In the documentary, Simone Beck's nephew Jean-François Thibault says that despite the success of "Mastering The Art Of French Cooking," it was never translated into French, so Beck was not celebrated in France like Julia Child was in America. Thibault remembers asking his aunt if Child's popularity abroad upset her, but Beck dismissed Child's success, saying, "She's a businesswoman now." 

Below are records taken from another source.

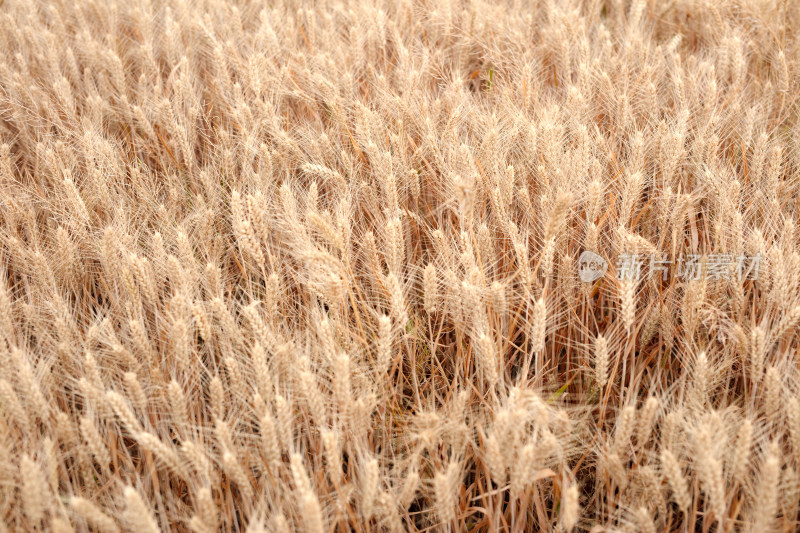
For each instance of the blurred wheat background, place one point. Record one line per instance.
(298, 266)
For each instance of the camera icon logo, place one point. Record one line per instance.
(591, 266)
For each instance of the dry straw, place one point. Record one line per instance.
(312, 267)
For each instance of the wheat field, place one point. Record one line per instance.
(296, 266)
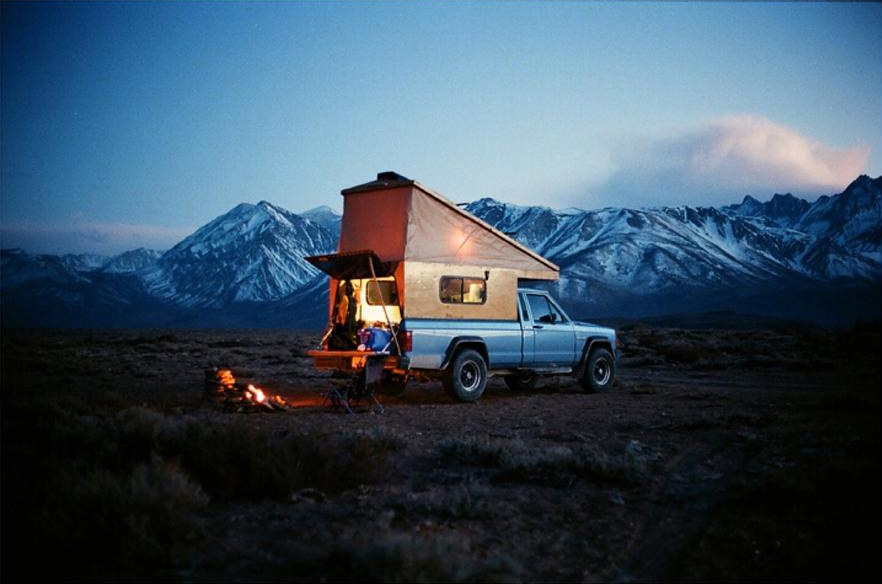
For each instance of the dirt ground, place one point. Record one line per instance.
(720, 455)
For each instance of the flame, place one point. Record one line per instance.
(225, 377)
(258, 394)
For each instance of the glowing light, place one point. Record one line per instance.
(259, 396)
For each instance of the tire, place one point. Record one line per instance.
(521, 381)
(600, 372)
(467, 376)
(392, 385)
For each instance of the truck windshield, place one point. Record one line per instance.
(543, 310)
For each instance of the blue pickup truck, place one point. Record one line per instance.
(422, 289)
(543, 341)
(464, 354)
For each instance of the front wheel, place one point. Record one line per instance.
(600, 372)
(467, 376)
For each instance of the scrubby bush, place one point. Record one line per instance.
(121, 495)
(400, 557)
(517, 461)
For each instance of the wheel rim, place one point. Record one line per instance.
(470, 376)
(601, 372)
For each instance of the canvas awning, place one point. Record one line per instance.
(349, 265)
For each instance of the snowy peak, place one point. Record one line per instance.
(131, 261)
(326, 217)
(253, 253)
(672, 248)
(783, 210)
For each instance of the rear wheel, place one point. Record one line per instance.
(600, 372)
(467, 376)
(521, 381)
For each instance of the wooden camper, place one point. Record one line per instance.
(411, 232)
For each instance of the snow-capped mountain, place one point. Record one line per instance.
(83, 262)
(677, 248)
(326, 217)
(818, 261)
(253, 253)
(18, 267)
(131, 261)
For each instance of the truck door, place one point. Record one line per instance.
(554, 338)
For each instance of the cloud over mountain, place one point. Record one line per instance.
(724, 157)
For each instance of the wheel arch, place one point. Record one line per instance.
(591, 344)
(465, 342)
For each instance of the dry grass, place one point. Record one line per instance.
(118, 493)
(517, 461)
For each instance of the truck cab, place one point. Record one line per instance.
(543, 341)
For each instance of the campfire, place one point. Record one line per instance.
(240, 397)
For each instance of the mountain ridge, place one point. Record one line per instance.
(246, 266)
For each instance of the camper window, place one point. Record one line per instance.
(387, 293)
(461, 290)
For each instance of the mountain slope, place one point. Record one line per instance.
(253, 253)
(819, 261)
(131, 261)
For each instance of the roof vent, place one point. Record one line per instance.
(391, 177)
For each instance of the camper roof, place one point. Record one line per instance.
(391, 180)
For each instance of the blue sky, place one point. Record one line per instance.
(131, 124)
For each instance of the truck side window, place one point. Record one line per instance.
(544, 311)
(462, 290)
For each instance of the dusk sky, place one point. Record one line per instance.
(131, 124)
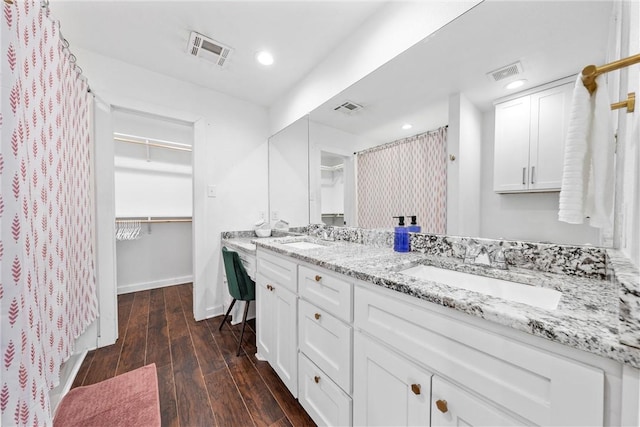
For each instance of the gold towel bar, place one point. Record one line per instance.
(629, 104)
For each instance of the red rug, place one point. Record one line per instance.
(130, 399)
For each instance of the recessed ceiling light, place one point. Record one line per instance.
(515, 84)
(265, 58)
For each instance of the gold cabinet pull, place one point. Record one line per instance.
(442, 405)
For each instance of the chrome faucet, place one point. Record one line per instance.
(478, 254)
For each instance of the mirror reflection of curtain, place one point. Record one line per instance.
(405, 177)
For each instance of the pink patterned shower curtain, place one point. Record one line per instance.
(405, 177)
(47, 265)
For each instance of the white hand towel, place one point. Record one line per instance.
(575, 173)
(599, 203)
(587, 179)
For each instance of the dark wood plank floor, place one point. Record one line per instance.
(201, 380)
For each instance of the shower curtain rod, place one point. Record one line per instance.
(590, 72)
(399, 141)
(146, 141)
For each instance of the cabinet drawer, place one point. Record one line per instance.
(327, 342)
(452, 406)
(537, 385)
(278, 270)
(325, 402)
(326, 291)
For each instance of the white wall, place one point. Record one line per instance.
(162, 256)
(390, 31)
(463, 173)
(332, 191)
(229, 152)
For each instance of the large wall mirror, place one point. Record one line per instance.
(441, 81)
(289, 174)
(426, 85)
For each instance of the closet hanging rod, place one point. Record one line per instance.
(148, 142)
(590, 72)
(150, 220)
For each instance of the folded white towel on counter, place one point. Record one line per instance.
(587, 178)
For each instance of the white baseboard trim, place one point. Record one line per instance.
(145, 286)
(68, 374)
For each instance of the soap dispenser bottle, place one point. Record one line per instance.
(414, 227)
(401, 236)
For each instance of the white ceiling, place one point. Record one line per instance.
(154, 35)
(552, 40)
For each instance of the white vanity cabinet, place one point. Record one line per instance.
(354, 353)
(506, 376)
(325, 337)
(388, 389)
(529, 140)
(452, 406)
(276, 316)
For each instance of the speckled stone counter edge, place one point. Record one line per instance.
(583, 261)
(578, 261)
(627, 278)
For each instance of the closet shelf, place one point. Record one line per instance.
(150, 142)
(151, 220)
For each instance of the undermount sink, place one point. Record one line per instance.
(304, 245)
(511, 291)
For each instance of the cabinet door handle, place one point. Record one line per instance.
(533, 174)
(442, 405)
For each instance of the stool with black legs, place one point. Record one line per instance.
(241, 287)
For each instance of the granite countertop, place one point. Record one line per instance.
(246, 244)
(586, 317)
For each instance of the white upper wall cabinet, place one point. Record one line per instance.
(529, 142)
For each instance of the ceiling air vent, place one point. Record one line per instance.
(505, 72)
(348, 107)
(207, 48)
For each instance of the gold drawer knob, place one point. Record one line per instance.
(442, 405)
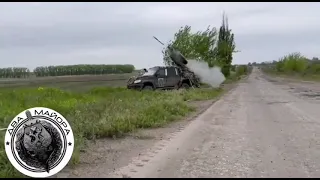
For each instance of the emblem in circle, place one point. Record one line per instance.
(39, 142)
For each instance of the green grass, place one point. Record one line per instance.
(100, 112)
(95, 110)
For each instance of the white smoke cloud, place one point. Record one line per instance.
(211, 76)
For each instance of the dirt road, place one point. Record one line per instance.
(263, 128)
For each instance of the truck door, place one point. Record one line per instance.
(173, 77)
(161, 78)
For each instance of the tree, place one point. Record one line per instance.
(197, 46)
(225, 47)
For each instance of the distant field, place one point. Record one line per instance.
(76, 83)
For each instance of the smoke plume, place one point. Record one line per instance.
(211, 76)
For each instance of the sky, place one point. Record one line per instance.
(39, 34)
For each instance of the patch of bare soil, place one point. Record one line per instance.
(303, 89)
(105, 155)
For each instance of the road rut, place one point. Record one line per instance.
(259, 129)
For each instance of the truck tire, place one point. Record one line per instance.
(147, 87)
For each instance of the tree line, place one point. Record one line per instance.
(81, 69)
(213, 46)
(293, 63)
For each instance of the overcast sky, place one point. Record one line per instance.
(36, 34)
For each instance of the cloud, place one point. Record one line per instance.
(34, 34)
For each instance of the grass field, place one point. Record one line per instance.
(95, 106)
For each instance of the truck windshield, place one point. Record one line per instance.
(150, 72)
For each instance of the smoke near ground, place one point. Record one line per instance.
(211, 76)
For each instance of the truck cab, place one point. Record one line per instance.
(159, 78)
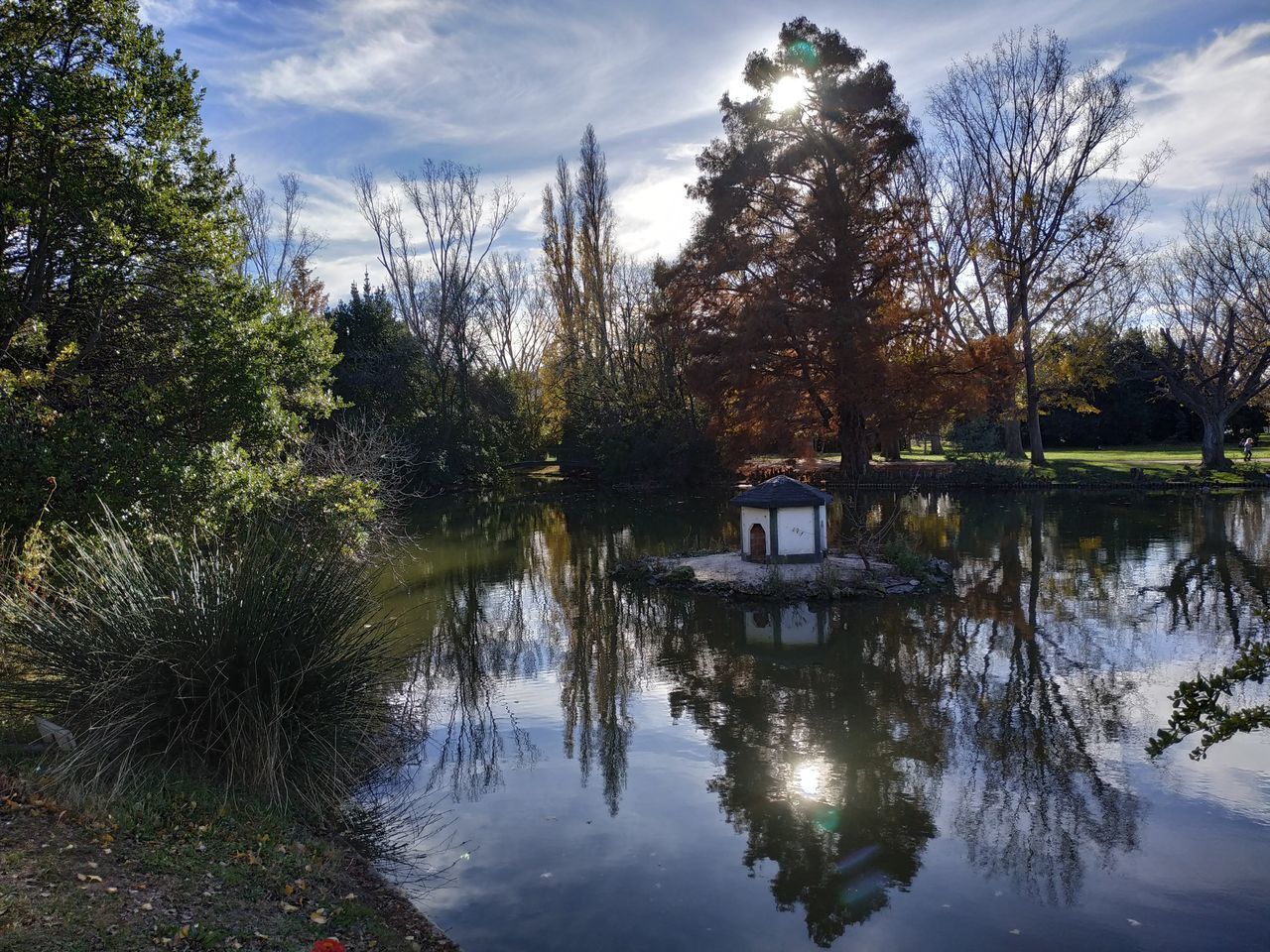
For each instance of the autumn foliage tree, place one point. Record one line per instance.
(797, 290)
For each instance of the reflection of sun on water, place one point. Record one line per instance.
(788, 93)
(810, 777)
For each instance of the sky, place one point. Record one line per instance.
(321, 86)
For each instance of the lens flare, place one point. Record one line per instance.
(789, 93)
(811, 777)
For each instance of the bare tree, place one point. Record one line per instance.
(516, 320)
(1039, 207)
(436, 286)
(273, 238)
(1213, 295)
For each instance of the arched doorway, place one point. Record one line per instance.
(757, 543)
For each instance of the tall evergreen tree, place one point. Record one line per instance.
(136, 365)
(786, 280)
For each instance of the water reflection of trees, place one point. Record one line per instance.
(864, 719)
(1002, 706)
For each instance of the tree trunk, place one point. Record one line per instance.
(892, 444)
(1038, 451)
(853, 438)
(1214, 442)
(1012, 436)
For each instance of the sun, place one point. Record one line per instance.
(789, 93)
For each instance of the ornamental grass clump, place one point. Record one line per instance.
(259, 662)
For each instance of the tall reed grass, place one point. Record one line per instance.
(261, 662)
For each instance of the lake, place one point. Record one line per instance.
(631, 769)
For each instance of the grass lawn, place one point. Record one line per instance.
(186, 874)
(1157, 461)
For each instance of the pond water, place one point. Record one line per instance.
(640, 769)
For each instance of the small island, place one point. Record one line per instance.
(784, 555)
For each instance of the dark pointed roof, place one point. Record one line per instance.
(781, 492)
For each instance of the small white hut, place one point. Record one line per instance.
(784, 521)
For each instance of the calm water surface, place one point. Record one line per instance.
(645, 770)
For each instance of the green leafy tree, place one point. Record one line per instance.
(136, 363)
(1209, 705)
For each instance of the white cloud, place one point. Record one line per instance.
(440, 71)
(1213, 108)
(654, 214)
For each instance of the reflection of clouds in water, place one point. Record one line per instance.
(1017, 708)
(1234, 774)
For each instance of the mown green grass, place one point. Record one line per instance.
(1162, 461)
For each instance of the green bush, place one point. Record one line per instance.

When publishers wanted a second volume of the "Mastering" cookbook, tensions between Beck and Child increased. Child insisted on receiving a larger percentage of royalties since it was her American audience of "The French Chef" driving the demand. Author Anne Willan shares that both Child and Beck had formidable personalities, strong opinions, and could be difficult to get along with. In the end, Beck reluctantly agreed to let Child have a greater share of the profits. Later, relations between the friends all but ended after magazine photo sessions at the homestead they shared in Provence, France known as La Pitchoune, according to The Julia Child Foundation. Thibault says that Beck felt overlooked by photographers. In an excerpt from one of her letters Child wrote that at the session, "Simca burst into tears and sobs."

Somehow, Child and Beck's friendship survived all this turmoil. Though they didn't collaborate on future books, Beck published a few of her own, according to Penguin Random House, and the friends continued to spend time together each year at La Pitchoune in Provence.